-
Notifications
You must be signed in to change notification settings - Fork 26.3k
Description
🐛 Describe the bug
I'm trying to JIT compile following blank C++ extension:
File test.py:
import os
from torch.utils.cpp_extension import load
sources = [
os.path.join(os.path.dirname(__file__), "csrc", "cuda_impl.cpp"),
os.path.join(os.path.dirname(__file__), "csrc", "cuda_kernel.cu"),
]
load(
name="my_cuda",
sources=sources,
extra_cflags=['-O3'],
is_python_module=False,
verbose=False
)
print("OK")File csrc/cuda_impl.cpp:
#include <torch/script.h>
#include <vector>
void cuda_forward_simple();
void cuda_backward_simple();
std::vector<at::Tensor> forward_simple(const at::Tensor & inputs) {
return {inputs};
}
std::vector<at::Tensor> backward_simple(const at::Tensor & grad_inputs, const at::Tensor & inputs) {
return {grad_inputs};
}
static auto registory_fwd_v1 =
torch::RegisterOperators("my_cuda::forward_simple", &forward_simple);
static auto registory_bwd_v1 =
torch::RegisterOperators("my_cuda::backward_simple", &backward_simple);
File csrc/cuda_kernel.cu
#include <torch/types.h>
#include <cuda.h>
#include <cuda_runtime.h>
namespace {
template <typename scalar_t>
__global__ void cuda_forward_kernel_simple()
{
}
template <typename scalar_t>
__global__ void cuda_backward_kernel_simple()
{
}
}
void cuda_forward_simple(const at::Tensor & inputs) {
AT_DISPATCH_FLOATING_TYPES_AND_HALF(inputs.type(), "forward_cuda_simple", ([&] {
cuda_forward_kernel_simple<scalar_t><<<1, 1>>>();
}));
}
void cuda_backward_simple(at::Tensor & grad_input, const at::Tensor & inputs) {
AT_DISPATCH_FLOATING_TYPES_AND_HALF(inputs.type(), "backward_cuda_simple", ([&] {
cuda_backward_kernel_simple<scalar_t><<<1, 1>>>();
}));
}
But I get following error:
Traceback (most recent call last):
File "C:\Users\1\PycharmProjects\test\troch_test.py", line 8, in <module>
load(
File "C:\Users\1\AppData\Local\Programs\Python\Python39\lib\site-packages\torch\utils\cpp_extension.py", line 1284, in load
return _jit_compile(
File "C:\Users\1\AppData\Local\Programs\Python\Python39\lib\site-packages\torch\utils\cpp_extension.py", line 1535, in _jit_compile
return _import_module_from_library(name, build_directory, is_python_module)
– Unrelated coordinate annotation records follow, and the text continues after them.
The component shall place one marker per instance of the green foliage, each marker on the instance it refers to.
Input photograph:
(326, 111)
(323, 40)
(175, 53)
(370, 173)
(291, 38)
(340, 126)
File "C:\Users\1\AppData\Local\Programs\Python\Python39\lib\site-packages\torch\utils\cpp_extension.py", line 1934, in _import_module_from_library
torch.ops.load_library(filepath)
File "C:\Users\1\AppData\Local\Programs\Python\Python39\lib\site-packages\torch\_ops.py", line 643, in load_library
ctypes.CDLL(path)
File "C:\Users\1\AppData\Local\Programs\Python\Python39\lib\ctypes\__init__.py", line 374, in __init__
self._handle = _dlopen(self._name, mode)
FileNotFoundError: Could not find module 'C:\Users\1\AppData\Local\torch_extensions\torch_extensions\Cache\py39_cu118\my_cuda\my_cuda.pyd' (or one of its dependencies). Try using the full path with constructor syntax.
C++ extension compilation succeeds, but Python is unable to load results my_cuda.pyd file.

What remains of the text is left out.